Les joies de l’immersion (extrait n°11 du 28 novembre 2002) par Robert Miny

LES JOIES DE L’IMMERSION.

Retour sur les questions de temps - chronologie temporaire.

Les années passent par hasard, petit à petit…
Christophe Beltzung

Février 2000 - lu dans " l’Homme sans qualités " de Robert Musil :

Le train des jours est un train qui déroule les rails devant soi à mesure qu’il arrive.
Le fleuve du temps est un fleuve qui emporte avec soi ses rives.

Décembre 2000 - mis en musique ce texte de Bertrand Gaudillère, photographe :

Le temps qui file
le temps qui passe
un coup c’est pile un coup c’est face
face c’est facile
pile on s’efface
de toute façon on garde une trace

des jours qui filent des mois qui passent
des jours qui filent des mois qui passent

que l’on s’abîme
ou qu’on s’enlace
faut le profil pour se faire face
avoir le style
avoir la grâce
tout oublier de cette angoisse

du temps qui file du temps qui passe
du temps qui file du temps qui passe

on est fragile
sous la menace
des jours qui filent des mois qui passent

qu’est-ce qu’on attend du pile ou face
du temps qui file du temps qui passe ?

Avril 2001 - relevé au dos du livre de Pascal Quignard, " Terrasse à Rome " :

Il y a un âge de la vie où l’on ne rencontre plus la vie, mais le temps.
On cesse de voir la vie vivre.
On voit le temps qui est en train de dévorer la vie toute crue.
Alors le cœur se serre.
On se tient à des morceaux de bois pour voir encore
un peu le spectacle qui saigne d’un bout à l’autre du monde et pour ne pas y tomber.
Septembre 2002 - pour le plaisir, relevé arbitrairement dans " le Petit Robert " :

Temps : milieu indéfini où paraissent se dérouler
irréversiblement
les existences dans leur changement, les événements et les phénomènes dans leur succession.
Entité représentative du changement continuel de l’univers.
Catégorie fondamentale de l’entendement, objet de la réflexion philosophique et scientifique
liée à l’expérience de la durée.
Mais aussi :
Etat de l’atmosphère à un moment donné,
considéré surtout dans son influence sur la vie et l’activité humaines.
Et encore :
Chacune des phases dont l’ensemble constitue le cycle de fonctionnement d’un moteur.

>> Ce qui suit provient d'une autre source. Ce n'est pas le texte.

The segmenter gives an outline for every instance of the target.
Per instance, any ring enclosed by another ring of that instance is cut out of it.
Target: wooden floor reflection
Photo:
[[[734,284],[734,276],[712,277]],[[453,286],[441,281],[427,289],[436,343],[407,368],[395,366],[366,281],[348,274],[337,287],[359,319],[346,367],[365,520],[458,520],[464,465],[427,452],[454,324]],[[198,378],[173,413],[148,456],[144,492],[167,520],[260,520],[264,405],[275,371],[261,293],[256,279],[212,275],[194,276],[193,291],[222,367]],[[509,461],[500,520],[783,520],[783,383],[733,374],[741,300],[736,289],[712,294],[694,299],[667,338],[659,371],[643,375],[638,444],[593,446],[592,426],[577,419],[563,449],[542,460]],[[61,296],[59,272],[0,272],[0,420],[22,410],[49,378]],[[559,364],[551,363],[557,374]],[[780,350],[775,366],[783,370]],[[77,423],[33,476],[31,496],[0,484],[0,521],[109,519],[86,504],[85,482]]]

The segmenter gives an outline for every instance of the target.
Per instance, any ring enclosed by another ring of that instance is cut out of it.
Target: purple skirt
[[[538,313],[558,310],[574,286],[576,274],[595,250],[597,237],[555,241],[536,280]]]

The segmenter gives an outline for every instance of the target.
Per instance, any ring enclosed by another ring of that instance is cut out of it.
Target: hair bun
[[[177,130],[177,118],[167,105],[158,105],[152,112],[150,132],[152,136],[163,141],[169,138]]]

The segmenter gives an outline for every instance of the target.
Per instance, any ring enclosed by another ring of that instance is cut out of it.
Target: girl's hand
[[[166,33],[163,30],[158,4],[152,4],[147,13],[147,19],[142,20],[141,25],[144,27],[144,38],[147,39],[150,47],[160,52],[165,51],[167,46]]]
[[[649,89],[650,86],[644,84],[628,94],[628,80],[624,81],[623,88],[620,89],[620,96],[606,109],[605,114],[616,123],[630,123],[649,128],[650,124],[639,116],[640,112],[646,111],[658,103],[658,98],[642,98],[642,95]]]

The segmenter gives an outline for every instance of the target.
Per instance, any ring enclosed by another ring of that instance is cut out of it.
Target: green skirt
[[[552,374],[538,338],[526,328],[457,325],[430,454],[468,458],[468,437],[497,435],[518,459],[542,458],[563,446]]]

Avec la même délectation, dans " le dictionnaire Larousse de la Musique " :

Temps : unité rythmique qui est elle-même la subdivision d’une mesure.

Octobre 2002 - entendu dans le dernier disque d’Alain Bashung :

Le temps écrit sa musique
sur des portées disparues
et l’orchestre aura beau faire pénitence
un jour j’irai vers l’irréel
tester le matériel…

et aussi :

A l’avenir
laisse venir
l’imprudence…

Réalisé, enfin, cette vignette à partir d’une phrase de Christophe Beltzung :

Dessin de Bernard Kudlak | "Dans la nuit de mardi à jeudi 300 serpillères étaient avancées"

…A suivre .

A propos de Plic Ploc...titre provisoire ?

Voici le temps d’un autre spectacle.
Un spectacle de cirque.
Dans un beau théâtre.
Plume in concerto : le temps réel.

Deux années durant, nous nous sommes laissé le temps
de refondre au creuset de " Récréation " les ors de nos anciens spectacles,
et de brûler en un feu de joie la mémoire de notre savoir-faire.
Et nous voici tout neufs.

Or quelque chose fuit : tout à l’heure, il y avait une tache sur le rideau,
à présent des gouttes d’eau tombent sur la scène.
Sous la menace de " l’averse ",
alors que le cours des choses se poursuit et qu’on ne peut interrompre la représentation,
nous allons être contraints à gagner du temps, tenter de réparer,
ou peut-être…utiliser les fuites, d’abord apparues comme des contretemps,
mais que chacun aura dès lors à cœur d’intégrer dans son jeu, sans temps mort,
pour ce qu’elles sont : de petites sources...

Le spectacle est désormais hanté par l’obsession du temps qui fuit.
Et que l’on appréhende jamais qu’à travers la durée.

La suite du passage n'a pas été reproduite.